Recording by Elektra Women’s Choir, directed by Morna Edmundson, marimba performed by Beverley Johnston
Fire Flowers is the third song from the suite, Heart Songs of the White Wampum, a setting for four poems from the anthology Flint and Feather written by the Canadian poet E. Pauline Johnson. She was raised in Southern Ontario, the daughter of an English immigrant and a Mohawk Chief. Her Mohawk name was Tekahionwake. Two of the poems are taken from a previously published collection entitled The White Wampum. This title refers to a type of shell widely used as currency in North America around the time of western contact. The white wampum was a highly valuable denomination within this monetary system. These poems express Johnson’s love of nature, both in their joy and playfulness and in the sincere way they express feelings of compassion and tenderness. Pauline Johnson died in 1913 and is buried in Stanley Park, Vancouver.

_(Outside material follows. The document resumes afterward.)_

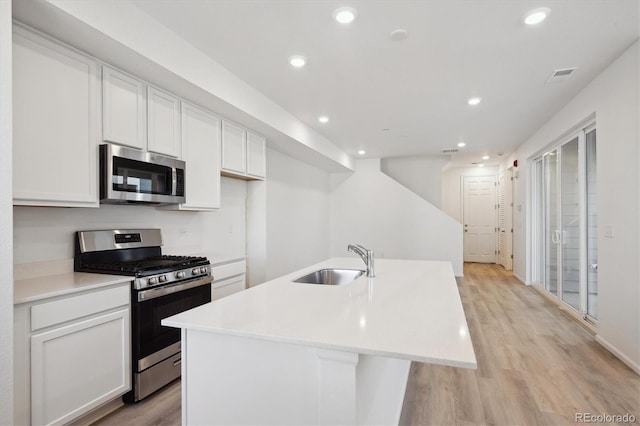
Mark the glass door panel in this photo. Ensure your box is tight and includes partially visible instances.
[533,159,545,285]
[558,138,580,310]
[585,129,598,318]
[543,150,560,295]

Commissioned by Elektra Women’s Choir, Morna Edmundson, Artistic Director, Bella Voce Women’s Chorus of Vermont, Dr. Dawn Willis, Artistic Director, and the University of Toronto Women’s Chamber Choir,
Dr. Hilary Apfelstadt, Conductor.
Commissioned with the generous financial assistance of the Canada Council for the Arts and the Diane Loomer Commissioning Fund for Elektra Women’s Choir.
This movement is dedicated to the memory of Vilupti’s home on Galiano Island, that burned to the ground on Sept. 16, 2014. It was place that held much music, joy, mediation and peace for many people.
III. Fire-Flowers
And only where the forest fires have sped,
Scorching relentlessly the cool north lands,
A sweet wild flower lifts its purple head,
And, like some gentle spirit sorrow-fed,
It hides the scars with almost human hands.
And only to the heart that knows of grief,
Of desolating fire, of human pain,
There comes some purifying sweet belief,
Some fellow-feeling beautiful, if brief.
And life revives, and blossoms once again.